I tried Scalene (https://github.com/plasma-umass/scalene), which seems to be powerful, but somehow the output it gives me is not useful at all? It doesn't really give me a flamegraph, or a list of the top lines with memory allocations, but instead it gives me a listing of all source code lines, and prints some (very sparse) information on each line. So I need to search through that listing now by hand to find the spots? Maybe I just don't know how to use it properly.
I tried Memray, but first ran into an issue (https://github.com/bloomberg/memray/issues/212), but after using some workaround, it worked now. I get a flamegraph out, but it doesn't really seem accurate? After a while, there don't seem to be any new memory allocations at all anymore, and I don't quite trust that this is correct.
There is also Austin (https://github.com/P403n1x87/austin), which I also wanted to try (have not yet).
Somehow this experience so far was very disappointing.
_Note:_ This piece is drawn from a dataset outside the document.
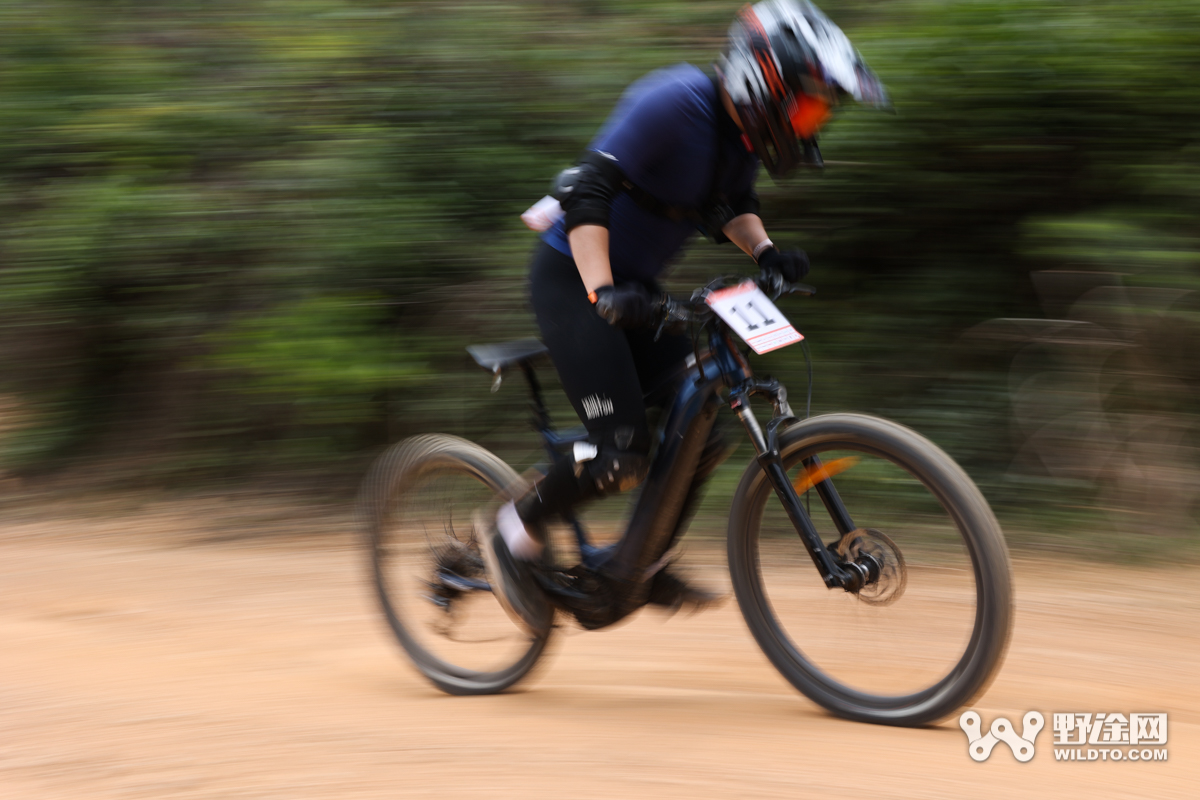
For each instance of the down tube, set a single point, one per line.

(Side node, I debugged some very strange memory allocation behavior of Python before, where all local variables were kept around after an exception, even though I made sure there is no reference anymore to the exception object, to the traceback, etc, and I even called frame.clear() for all frames to really clear it. It turns out, frame.f_locals will create another copy of all the local variables, and the exception object and all the locals in the other frame still stay alive until you access frame.f_locals again. At that point, it will sync the f_locals again with the real (fast) locals, and then it can finally free everything. It was quite annoying to find the source of this problem and to find workarounds for it. https://github.com/python/cpython/issues/113939)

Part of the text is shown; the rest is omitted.